As part of the $2 million investment to preserve the cottages, Glaws said he also was happy to help preserve a record of the lives that passed through them.
When renovation began on the cottages in 2018, they were uninhabitable, missing vital elements such as doors, windows and large swaths of siding. The interiors were in similar disrepair, missing walls, ceilings and functioning kitchens and bathrooms.
Because of their advanced deterioration, much of the historic and non-historic finishes were removed to access and restore structural integrity, according to the award nomination.
All salvageable historic materials were saved and put back into place or repurposed elsewhere in the cottages. For example, most of the historic siding was removed, saved and put back into the original location while non-historic plywood that covered portions of the cottages was replaced with siding that matches the historic material. The piazzas were treated much the same way.
On the outside, the cottages were restored to how they most likely appeared originally. A larger piazza was added to the rear of the house at 197 Jackson St. with new, wider decking that compliments the historic floor material.
On the interiors of the cottages, a small number of walls were built to enclose restrooms to meet current building codes, but the original floor plans remain intact otherwise.
"The aim of the project was to restore the integrity and function of the structures so the public can enjoy these historic treasures," according to a statement from the Preservation Society. "With the help of historic tax credits awarded by the State Historic Preservation Office and the National Park Service, the Jackson Street Cottages are well-preserved and will remain in their historic grouping for years to come."

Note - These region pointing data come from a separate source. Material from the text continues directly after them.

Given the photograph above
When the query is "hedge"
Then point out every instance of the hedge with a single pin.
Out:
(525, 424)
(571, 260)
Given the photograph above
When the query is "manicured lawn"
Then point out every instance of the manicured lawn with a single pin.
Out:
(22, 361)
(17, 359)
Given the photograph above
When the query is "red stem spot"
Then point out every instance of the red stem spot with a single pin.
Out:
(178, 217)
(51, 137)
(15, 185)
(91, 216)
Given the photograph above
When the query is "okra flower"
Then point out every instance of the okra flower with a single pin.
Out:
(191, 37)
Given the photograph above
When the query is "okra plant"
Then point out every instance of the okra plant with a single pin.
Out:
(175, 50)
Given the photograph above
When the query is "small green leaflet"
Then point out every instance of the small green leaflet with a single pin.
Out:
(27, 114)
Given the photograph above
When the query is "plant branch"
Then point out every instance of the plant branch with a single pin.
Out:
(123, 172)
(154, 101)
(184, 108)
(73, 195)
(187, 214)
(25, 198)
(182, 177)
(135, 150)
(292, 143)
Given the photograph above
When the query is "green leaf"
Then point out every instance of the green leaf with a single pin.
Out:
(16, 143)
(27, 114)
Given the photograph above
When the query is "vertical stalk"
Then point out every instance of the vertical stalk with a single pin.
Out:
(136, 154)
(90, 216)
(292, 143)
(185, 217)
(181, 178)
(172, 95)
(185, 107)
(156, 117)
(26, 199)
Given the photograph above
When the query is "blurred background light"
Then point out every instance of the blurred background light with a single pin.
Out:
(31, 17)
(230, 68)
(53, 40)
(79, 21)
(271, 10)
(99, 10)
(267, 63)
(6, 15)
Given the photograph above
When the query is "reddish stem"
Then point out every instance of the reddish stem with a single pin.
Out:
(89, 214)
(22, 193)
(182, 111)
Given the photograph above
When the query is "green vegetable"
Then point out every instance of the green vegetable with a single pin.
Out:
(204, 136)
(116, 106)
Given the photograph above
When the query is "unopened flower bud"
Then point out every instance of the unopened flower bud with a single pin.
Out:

The Carolopolis Award, a black plaque about the size of a bread plate, is among the most ubiquitous ornaments on downtown buildings. It dates back to 1953 to recognize outstanding achievement in historic preservation. To date, more than 1,400 properties have been recognized. Last year, the society handed out 13 awards.
Corie Hipp of the Preservation Society points to one other interesting aspect of this year's honorees: They are not all on the peninsula, where the 350-year-old city's oldest homes are concentrated.
"We are excited to have an incredible group of projects from James Island to downtown to West Ashley, including awards for historic renovations of exteriors and interiors as well as new construction," said Kristopher King, executive director of the Preservation Society of Charleston. "It is such an honor to be able to recognize these incredible, individual efforts to preserve Charleston."
The 66th annual awards are presented by Belmond Charleston Place and Carriage Properties and include a reception with libations and live music after the ceremony.